There are few people as well placed and well qualified to see emerging business trends unfold as the world's most influential executive recruiters.
Just consider the experience and perspective they gain from working with a variety of corporate clients to scope the competitive landscape, court exceptional management leaders, and shape succession plans that are both solid enough to ensure continuity but adaptable enough to compensate for challenges looming just over the horizon.
In the course of conducting research for my just-published book, Deciding Who Leads, I was reminded by a number of executive recruiters and corporate leaders that perceptions about the quality of management, future financial opportunity, and recent market momentum move the best management candidates to gravitate to the most compelling job opportunities.
Ready to Jump
Likewise, whenever a company begins to falter, the sharpest executives can read the tea leaves and usually begin to leverage their network to make their next career move before things start to get ugly. That often leads them to the executive recruiters and almost immediately to some pretty serious discussions about why they want to leave their current employer.
The cumulative effect of that one-on-one intelligence gathering about executive attitudes—either perceptions of a bright future or a looming organizational meltdown—gives executive recruiters unparalleled vision into emerging business trends and the best executive career opportunities.
Take that kind of information, multiply it by several hundred interviews with executive interviews in the course of a year, and you begin to realize that executive recruiters' attitudes are actually a leading indicator about the health of organizations, and, for that matter, the broader economy.
The caliber and performance of senior corporate management is almost always suggestive of an organization's current and future financial performance. So who better to judge the trajectory of an organization than these external leadership scouts? And who better to provide us with compelling statements about future business trends than those recruiters who help move top executives to where the best action is?
Sniffing the Breeze
The world's most influential headhunters have a particularly acute sense for the business trends that may already be shifting the strategy and management demands for their myriad corporate clients. What follows are just some of the perspectives they've shared about the single global business trend that will most influence corporate performance in the future.
Tierney Remick, global managing director of the consumer/retail market for Korn/Ferry International (KFY), says she has already witnessing a global shift in consumer influence that will reshape the economic landscape. She points to "the globalization of consumerism, specifically the growing impact of consumer and economic independence in larger developing countries that have historically followed trends as opposed to setting them.
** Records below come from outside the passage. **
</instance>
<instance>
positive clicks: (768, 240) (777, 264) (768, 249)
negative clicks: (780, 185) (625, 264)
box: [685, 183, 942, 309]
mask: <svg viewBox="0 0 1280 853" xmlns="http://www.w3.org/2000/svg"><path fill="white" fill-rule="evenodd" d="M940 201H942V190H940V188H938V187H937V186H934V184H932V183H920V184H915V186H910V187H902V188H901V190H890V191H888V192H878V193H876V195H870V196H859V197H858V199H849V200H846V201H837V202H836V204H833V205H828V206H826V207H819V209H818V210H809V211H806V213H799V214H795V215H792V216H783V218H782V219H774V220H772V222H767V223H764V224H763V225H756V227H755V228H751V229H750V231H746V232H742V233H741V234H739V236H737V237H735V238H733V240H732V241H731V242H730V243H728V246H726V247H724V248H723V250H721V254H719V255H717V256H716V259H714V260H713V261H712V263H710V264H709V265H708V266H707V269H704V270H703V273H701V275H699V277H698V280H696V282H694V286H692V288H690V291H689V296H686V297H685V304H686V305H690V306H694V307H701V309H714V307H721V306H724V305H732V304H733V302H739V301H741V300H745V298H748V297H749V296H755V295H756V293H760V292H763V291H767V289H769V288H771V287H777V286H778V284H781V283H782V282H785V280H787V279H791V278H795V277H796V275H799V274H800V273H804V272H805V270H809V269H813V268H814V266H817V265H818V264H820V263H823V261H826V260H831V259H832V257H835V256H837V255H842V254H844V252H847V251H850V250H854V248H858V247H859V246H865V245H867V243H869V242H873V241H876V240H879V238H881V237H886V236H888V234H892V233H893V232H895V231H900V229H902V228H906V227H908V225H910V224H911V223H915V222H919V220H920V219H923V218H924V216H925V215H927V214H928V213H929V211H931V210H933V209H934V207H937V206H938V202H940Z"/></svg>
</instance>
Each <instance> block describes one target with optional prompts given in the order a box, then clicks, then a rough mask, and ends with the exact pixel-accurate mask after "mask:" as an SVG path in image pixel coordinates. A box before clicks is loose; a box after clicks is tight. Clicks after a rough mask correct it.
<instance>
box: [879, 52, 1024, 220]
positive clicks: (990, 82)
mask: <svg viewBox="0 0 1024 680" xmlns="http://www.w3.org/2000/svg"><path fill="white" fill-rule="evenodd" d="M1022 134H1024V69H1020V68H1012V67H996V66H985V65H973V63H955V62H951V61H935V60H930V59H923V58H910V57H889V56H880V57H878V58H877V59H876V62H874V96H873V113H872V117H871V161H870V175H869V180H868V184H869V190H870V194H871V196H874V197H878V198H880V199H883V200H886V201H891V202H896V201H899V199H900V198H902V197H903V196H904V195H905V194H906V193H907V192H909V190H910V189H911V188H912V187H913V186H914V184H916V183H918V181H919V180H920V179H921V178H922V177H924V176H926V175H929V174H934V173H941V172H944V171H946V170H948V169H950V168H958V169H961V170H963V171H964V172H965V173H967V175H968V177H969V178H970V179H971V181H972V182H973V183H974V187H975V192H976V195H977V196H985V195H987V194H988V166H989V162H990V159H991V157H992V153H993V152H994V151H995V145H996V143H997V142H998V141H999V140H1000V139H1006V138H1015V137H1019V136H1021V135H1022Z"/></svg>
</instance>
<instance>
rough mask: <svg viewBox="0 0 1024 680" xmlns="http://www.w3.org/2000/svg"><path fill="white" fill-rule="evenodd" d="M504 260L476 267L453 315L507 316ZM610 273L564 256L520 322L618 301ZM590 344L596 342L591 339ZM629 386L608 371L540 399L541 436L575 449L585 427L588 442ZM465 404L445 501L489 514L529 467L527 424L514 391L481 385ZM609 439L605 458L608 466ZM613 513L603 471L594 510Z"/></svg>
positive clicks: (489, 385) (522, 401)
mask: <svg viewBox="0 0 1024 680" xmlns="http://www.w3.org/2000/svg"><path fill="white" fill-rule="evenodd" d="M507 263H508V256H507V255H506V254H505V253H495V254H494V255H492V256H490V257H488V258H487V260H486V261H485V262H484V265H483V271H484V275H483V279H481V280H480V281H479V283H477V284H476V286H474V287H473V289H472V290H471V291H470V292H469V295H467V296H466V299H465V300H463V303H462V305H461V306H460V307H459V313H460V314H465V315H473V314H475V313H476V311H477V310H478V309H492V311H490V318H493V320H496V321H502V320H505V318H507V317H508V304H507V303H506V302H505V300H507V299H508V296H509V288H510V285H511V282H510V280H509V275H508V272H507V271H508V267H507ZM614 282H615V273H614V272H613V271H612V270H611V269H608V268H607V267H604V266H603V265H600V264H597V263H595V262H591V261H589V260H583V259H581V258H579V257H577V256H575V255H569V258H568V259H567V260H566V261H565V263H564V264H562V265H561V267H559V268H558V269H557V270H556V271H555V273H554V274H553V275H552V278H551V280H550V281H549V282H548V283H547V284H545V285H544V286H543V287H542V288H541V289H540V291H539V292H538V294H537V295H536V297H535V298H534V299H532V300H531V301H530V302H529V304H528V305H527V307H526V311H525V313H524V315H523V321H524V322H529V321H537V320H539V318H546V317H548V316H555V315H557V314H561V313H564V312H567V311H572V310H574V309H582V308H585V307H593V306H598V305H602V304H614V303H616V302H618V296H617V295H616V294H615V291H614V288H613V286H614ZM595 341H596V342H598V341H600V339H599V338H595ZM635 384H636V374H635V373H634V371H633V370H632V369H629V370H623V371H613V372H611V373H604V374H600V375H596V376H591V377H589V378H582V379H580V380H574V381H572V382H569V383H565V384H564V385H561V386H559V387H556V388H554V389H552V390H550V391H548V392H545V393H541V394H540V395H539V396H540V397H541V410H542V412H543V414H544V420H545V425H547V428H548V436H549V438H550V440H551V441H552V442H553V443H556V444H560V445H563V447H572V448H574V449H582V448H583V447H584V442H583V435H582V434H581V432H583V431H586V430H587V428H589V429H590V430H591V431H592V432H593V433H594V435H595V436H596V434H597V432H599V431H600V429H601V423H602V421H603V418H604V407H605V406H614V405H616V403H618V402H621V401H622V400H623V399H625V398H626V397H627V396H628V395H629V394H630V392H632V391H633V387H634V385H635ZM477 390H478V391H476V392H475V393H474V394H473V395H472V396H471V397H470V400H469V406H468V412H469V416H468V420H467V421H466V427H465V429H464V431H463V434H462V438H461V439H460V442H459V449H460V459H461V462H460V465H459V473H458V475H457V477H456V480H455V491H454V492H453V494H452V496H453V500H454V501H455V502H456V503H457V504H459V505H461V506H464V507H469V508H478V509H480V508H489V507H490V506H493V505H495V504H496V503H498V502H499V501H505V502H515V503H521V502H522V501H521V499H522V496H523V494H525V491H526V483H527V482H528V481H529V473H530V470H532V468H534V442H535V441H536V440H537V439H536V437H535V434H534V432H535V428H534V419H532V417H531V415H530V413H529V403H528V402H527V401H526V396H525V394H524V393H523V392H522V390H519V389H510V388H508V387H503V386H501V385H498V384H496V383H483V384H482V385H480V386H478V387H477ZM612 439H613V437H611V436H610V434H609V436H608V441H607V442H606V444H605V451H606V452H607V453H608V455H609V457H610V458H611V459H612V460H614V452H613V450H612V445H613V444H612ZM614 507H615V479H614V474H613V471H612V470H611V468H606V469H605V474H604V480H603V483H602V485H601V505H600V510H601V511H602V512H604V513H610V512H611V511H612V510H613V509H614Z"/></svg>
They will create new centers of influence that will need to be understood by business leaders to compete effectively on a global scale."
Marylin L. Prince, co-founder of New York asset-management specialist search firm PrinceGoldsmith, says sustainable business practices will have a tremendous impact on future corporate earnings and on the search for leadership talent for some time to come. "Industry leaders will need to embrace the moral and economic principles of sustainable business to remain competitive and build successful companies," Prince contends.
The free flow of human and intellectual capital made possible by Internet technology is the moving force that will alter the course of many businesses, says Anne Lim O'Brien, a managing director at Russell Reynolds Associates. The fluidity of those forces, she offers, "provides speed and access to talent where you want it, when you want it. New media/social networking trends feed this flow."
A Share of the Blame
Recognizing how lackluster or incompetent corporate management has hurt shareholders and led to scandal in recent years, Robert J. Brudno, managing director of Savoy Partners in Washington, offers his view of something that should influence future organizational performance.
That, he offers, is "greater professional and moral accountability from those who recruit, install, and maintain weak corporate leaders. In the case of most well-publicized meltdowns of companies, it is rare that insiders did not know that bad things were likely to occur." Certainly he's counting some misguided executive recruiters among them.
Furthermore, Brudno opines, "too many people pay no price for the damage they cause, and their enablers are rarely held to account. Fix that and watch performance soar."
One consensus view offered by many of the most influential executive recruiters revolves around the growing influence of China and India. "The ability to expand in new markets and the capacity to reposition your business in new lines of activity while your core business or expertise is either disappearing or becoming a commodity," says Marc Lamy, a Paris-based partner and managing director with Boyden, is going to shape future business performance in ways that are just beginning to be revealed.
That suggests that more business leaders, and, for that matter, more of the world's executive recruiters, are going to have to balance intense focus on the challenges directly in front of them with a broader, global view of business trends before their full impact is widely felt.